L’histoire débute dans une station de métro déserte. Deux protagonistes attendent patiemment sur le quai. Alphonse Tram, interprété par Gérard Depardieu, entame une conversation notamment au sujet de sa routine de chômeur. Rapidement, le dialogue atteint l’absurdité et le cynisme, lorsqu’Alphonse évoque l’éventualité de tuer de sang froid son interlocuteur. Ce dernier prend peur et saute dans le métro. Au cours de la scène suivante, Alphonse avance, lancinant, dans le couloir du métro et remarque un homme allongé au sol. Il s’agit de son précédent interlocuteur, un couteau planté dans le ventre. Il se rend compte avec effarement qu’il lui appartient. Résigné, la victime attend son dernier souffle sans évoquer un certain fatalisme. « C’est juste un mauvais moment à passer », exprime le personnage de Michel Serrault. Finalement, Alphonse récupère son couteau et rentre chez lui, dans une tour de logement moderne. Sa femme s’affaire dans la cuisine et dresse la table. Il lui explique cette anecdote qu’il vient de vivre et le tracasse. Le lendemain soir, sa femme tarde à rentrer. Alphonse s’inquiète et demande de l’aide à son voisin, inspecteur de police.
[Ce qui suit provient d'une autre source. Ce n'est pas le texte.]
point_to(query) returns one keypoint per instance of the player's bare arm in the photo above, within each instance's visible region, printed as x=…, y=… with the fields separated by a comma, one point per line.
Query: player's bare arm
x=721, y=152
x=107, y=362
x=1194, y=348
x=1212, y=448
Suite à un appel à son commissariat, il lui apprend que sa femme est décédée suite à une agression. Ils se rendent sur la scène du crime pour identifier le corps. De retour chez lui, Alphonse reçoit la visite d’un homme, qui se présente comme l’assassin de sa femme. Naturellement, ils en viennent à boire un verre en compagnie de l’inspecteur de police. La suite des évènements est faite d’actions tout aussi loufoque et absurde, qui résulte à de nouvelles victimes.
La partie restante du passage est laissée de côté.